Letter to the Editor: History of Abuse

By George Chandler

I address an interesting recent take on the charter amendments in which we were told that there is no history of abuse of the petition process in Los Alamos.

In 1979 and again in 1982 there were successful referendum petitions and subsequent elections that reversed zoning actions by the county. 

But the losers of the 1982 election appealed the voter’s decision and in 1983 the Supreme Court ruled that zoning can only be done by representative bodies, not by election. 

Under this rule the 1979 referendum would have also been illegal. These are two petitions that were deemed abusive by law. 

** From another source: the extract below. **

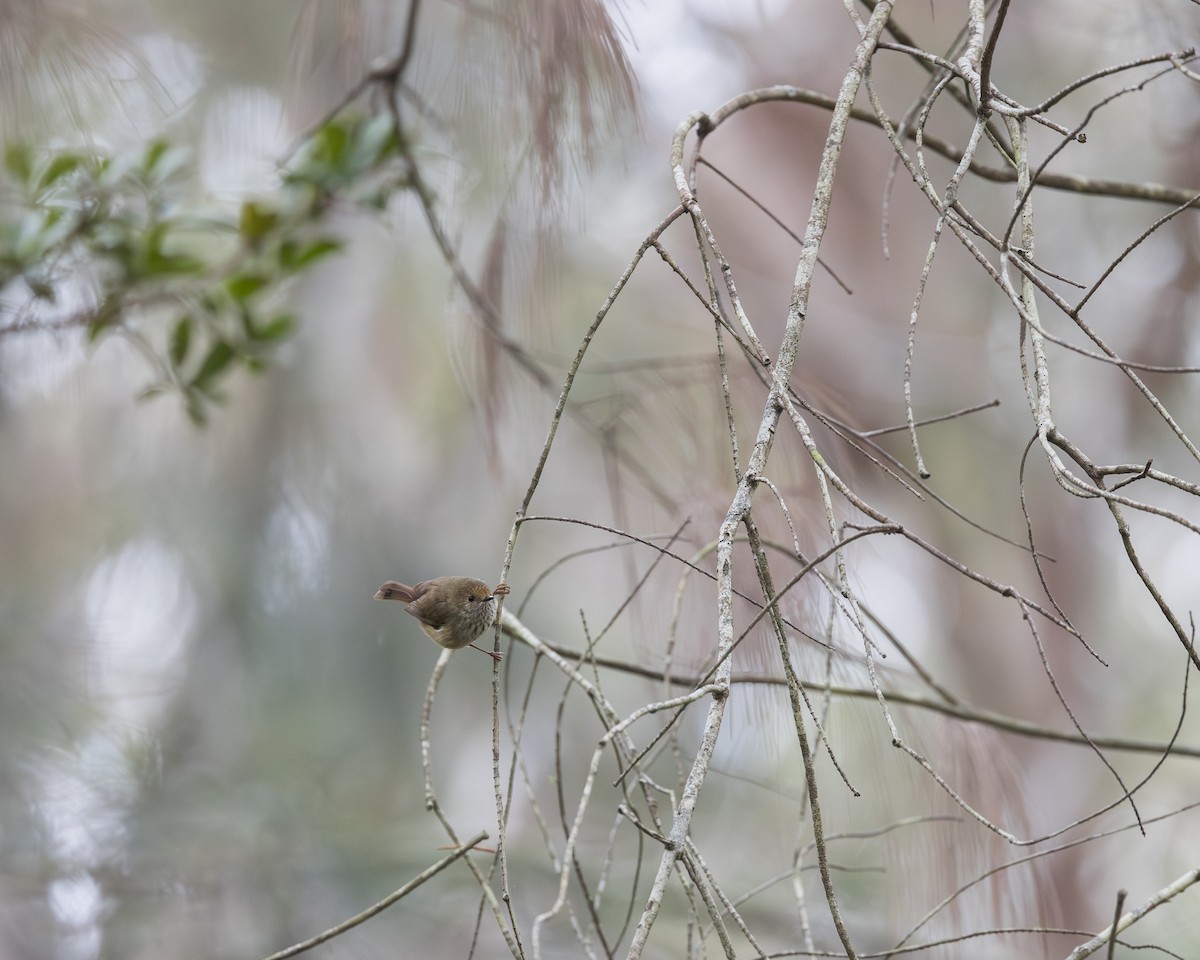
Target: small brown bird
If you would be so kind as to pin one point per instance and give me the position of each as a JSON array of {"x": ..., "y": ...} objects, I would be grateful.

The proposed referendum amendment puts this law into the charter.

 In 2009 – 2010 a group of activists collected enough signatures on two initiative petitions to amend the charter.

Both of these petitions violated well-established rules against logrolling – several unrelated or independent issues wrapped into one question. 

The council followed advice of the county attorney and refused to put these illegal questions to a vote. 

This abuse of the process resulted in a proposed amendment putting anti-logrolling language into the charter. 

In 2010 the council defied the opinion of the County Attorney and put on the ballot an initiative petition that would have required the council to rebuild the municipal building on Ashley Pond. 

Private citizens appealed the decision to District Court, which followed well-established state law that administrative decisions cannot be put to the voters, and declared the proposed election illegal.

The proposed amendments address this abuse of the process by adding certain capital projects to the lists of prohibited referendum and initiative subjects.

In 2012 the 2009 group filed and circulated unsuccessfully six petitions that would have required an election on whether these charter amendments should be brought to an election. 

This abuse of the petition process mercifully failed.

No history of abuse? Abuse has marked the use of the petition process in Los Alamos for most of the history of the charter. 

The amendments will eliminate much of the abuse while protecting the rights of citizens to challenge excesses of government authority. 

Please vote FOR the charter amendment questions 1, 2, 3, 4.